Table 2. Chromosomal pseudomolecules in the genome assembly of Melitaea athalia, ilMelAtha1.1.
| INSDC accession | Chromosome | Size (Mb) | GC% |
|---|---|---|---|
| HG992177.1 | 1 | 25.13 | 34.6 |
| HG992178.1 | 2 | 24.88 | 34.4 |
| HG992179.1 | 3 | 23.65 | 34.6 |
| HG992180.1 | 4 | 22.93 | 34.2 |
| HG992181.1 | 5 | 22.90 | 34.1 |
| HG992182.1 | 6 | 22.79 | 34.5 |
| HG992183.1 | 7 | 21.87 | 34.4 |
| HG992184.1 | 8 | 21.42 | 34.3 |
| HG992185.1 | 9 | 21.39 | 34.2 |
| HG992186.1 | 10 | 21.38 | 34.1 |
| HG992187.1 | 11 | 21.23 | 34.4 |
| HG992188.1 | 12 | 20.51 | 34.3 |
| HG992189.1 | 13 | 20.30 | 34.8 |
| HG992190.1 | 14 | 20.21 | 34.2 |
| HG992191.1 | 15 | 19.99 | 34.3 |
| HG992192.1 | 16 | 19.82 | 34.6 |
| HG992193.1 | 17 | 19.64 | 34.5 |
| HG992194.1 | 18 | 19.55 | 34.7 |
| HG992195.1 | 19 | 18.44 | 34.9 |
| HG992196.1 | 20 | 18.37 | 35 |
| HG992197.1 | 21 | 17.06 | 34.4 |
| HG992198.1 | 22 | 16.62 | 34.6 |
| HG992199.1 | 23 | 15.22 | 34.7 |
| HG992200.1 | 24 | 15.15 | 36.8 |
| HG992201.1 | 25 | 14.97 | 35 |
| HG992202.1 | 26 | 14.40 | 36.2 |
| HG992203.1 | 27 | 13.27 | 34.7 |
| HG992204.1 | 28 | 12.76 | 34.9 |
| HG992205.1 | 29 | 11.97 | 35.8 |
| HG992206.1 | 30 | 10.90 | 36.1 |
| HG992207.1 | W | 5.27 | 37.4 |
| HG992176.1 | Z | 26.23 | 34 |
| HG992208.1 | MT | 0.02 | 19.7 |
| - | Unplaced | 9.34 | 37.2 |
Gene annotation
The Ensembl gene annotation system ( Aken et al., 2016) was used to generate annotation for the Melitaea athalia assembly (GCA_905220545.1, see https://rapid.ensembl.org/Mellicta_athalia_GCA_905220545.1/; Table 1). The annotation was created primarily through alignment of transcriptomic data to the genome, with gap filling via protein-to-genome alignments of a select set of proteins from UniProt ( UniProt Consortium, 2019)) and OrthoDB ( Kriventseva et al., 2008). Prediction tools, CPC2 ( Kang et al., 2017) and RNAsamba ( Camargo et al., 2020), were used to aid determination of protein coding genes.
Methods
Sample acquisition, nucleic acid extraction and sequencing
A single female M. athalia was collected from Lupşa, Transylvania, Romania (latitude 46.416, longitude 23.192) by Alex Hayward (University of Exeter), Roger Vila (Universitat Pompeu Fabra), Dominik Laetsch and Konrad Lohse (both University of Edinburgh), using a net. The specimen was identified by Roger Vila and was snap-frozen in liquid nitrogen.

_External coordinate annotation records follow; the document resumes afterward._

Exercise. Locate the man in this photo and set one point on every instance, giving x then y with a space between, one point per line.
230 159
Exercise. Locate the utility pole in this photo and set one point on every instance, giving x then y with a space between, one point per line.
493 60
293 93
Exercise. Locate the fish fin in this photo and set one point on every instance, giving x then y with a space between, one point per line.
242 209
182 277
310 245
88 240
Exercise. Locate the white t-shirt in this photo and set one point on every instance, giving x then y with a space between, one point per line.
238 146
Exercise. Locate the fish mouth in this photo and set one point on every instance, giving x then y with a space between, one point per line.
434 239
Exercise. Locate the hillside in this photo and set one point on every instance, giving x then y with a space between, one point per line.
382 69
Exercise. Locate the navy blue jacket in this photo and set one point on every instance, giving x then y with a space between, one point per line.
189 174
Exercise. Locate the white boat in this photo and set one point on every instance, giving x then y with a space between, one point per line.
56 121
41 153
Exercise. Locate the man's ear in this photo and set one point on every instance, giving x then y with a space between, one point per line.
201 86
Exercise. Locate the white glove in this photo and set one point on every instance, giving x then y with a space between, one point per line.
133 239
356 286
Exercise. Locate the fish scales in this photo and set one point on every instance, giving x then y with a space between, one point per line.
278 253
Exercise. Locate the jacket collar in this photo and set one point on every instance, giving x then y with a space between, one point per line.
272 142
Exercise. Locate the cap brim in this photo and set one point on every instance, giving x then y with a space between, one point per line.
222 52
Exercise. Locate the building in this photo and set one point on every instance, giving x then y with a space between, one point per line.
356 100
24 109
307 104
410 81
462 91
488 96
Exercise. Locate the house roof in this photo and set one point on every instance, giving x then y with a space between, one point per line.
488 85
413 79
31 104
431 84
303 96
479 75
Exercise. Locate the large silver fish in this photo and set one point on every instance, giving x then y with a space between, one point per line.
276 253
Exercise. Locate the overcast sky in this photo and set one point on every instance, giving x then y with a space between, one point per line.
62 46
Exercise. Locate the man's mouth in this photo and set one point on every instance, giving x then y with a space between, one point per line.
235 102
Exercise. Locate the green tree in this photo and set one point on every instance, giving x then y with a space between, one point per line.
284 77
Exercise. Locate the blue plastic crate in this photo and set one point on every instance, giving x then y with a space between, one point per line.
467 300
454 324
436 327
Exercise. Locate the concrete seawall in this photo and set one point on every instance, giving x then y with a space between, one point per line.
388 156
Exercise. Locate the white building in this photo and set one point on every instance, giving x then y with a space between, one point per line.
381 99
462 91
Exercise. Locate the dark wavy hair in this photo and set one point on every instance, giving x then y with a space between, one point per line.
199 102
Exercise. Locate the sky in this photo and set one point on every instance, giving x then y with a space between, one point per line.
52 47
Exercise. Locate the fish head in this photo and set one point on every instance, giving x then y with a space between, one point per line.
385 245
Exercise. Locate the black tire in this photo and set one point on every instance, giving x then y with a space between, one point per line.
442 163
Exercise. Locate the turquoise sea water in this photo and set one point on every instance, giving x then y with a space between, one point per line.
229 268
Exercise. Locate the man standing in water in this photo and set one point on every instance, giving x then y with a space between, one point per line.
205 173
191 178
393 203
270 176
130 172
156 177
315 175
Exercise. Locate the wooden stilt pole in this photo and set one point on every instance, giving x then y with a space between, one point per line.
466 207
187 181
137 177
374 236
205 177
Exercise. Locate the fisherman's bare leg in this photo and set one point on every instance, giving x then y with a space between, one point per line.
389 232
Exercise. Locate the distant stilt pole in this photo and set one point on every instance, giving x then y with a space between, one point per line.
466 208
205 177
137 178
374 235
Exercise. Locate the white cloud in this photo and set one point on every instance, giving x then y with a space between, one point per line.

DNA was extracted from the whole organism of ilMelAtha1 using the Qiagen MagAttract HMW DNA kit, according to the manufacturer’s instructions. Pacific Biosciences HiFi circular consensus and 10X Genomics read cloud sequencing libraries were then constructed according to the manufacturers’ instructions. Sequencing was performed by the Scientific Operations core at the Wellcome Sanger Institute on Pacific Biosciences SEQUEL II and Illumina HiSeq X instruments. Hi-C data were generated using the Arima v1.0 kit and sequenced on HiSeq X.
Genome assembly
Assembly was carried out with HiCanu ( Nurk et al., 2020). Haplotypic duplication was identified and removed with purge_dups ( Guan et al., 2020). One round of polishing was performed by aligning 10X Genomics read data to the assembly with longranger align, calling variants with freebayes ( Garrison & Marth, 2012). The assembly was then scaffolded with Hi-C data ( Rao et al., 2014) using SALSA2 ( Ghurye et al., 2019). The assembly was checked for contamination and corrected using the gEVAL system ( Chow et al., 2016) as described previously ( Howe et al., 2021). Manual curation was performed using gEVAL, HiGlass ( Kerpedjiev et al., 2018) and Pretext. The mitochondrial genome was assembled using MitoHiFi ( Uliano-Silva et al., 2021). The genome was analysed and BUSCO scores generated within the BlobToolKit environment ( Challis et al., 2020). Table 3 contains a list of all software tool versions used, where appropriate.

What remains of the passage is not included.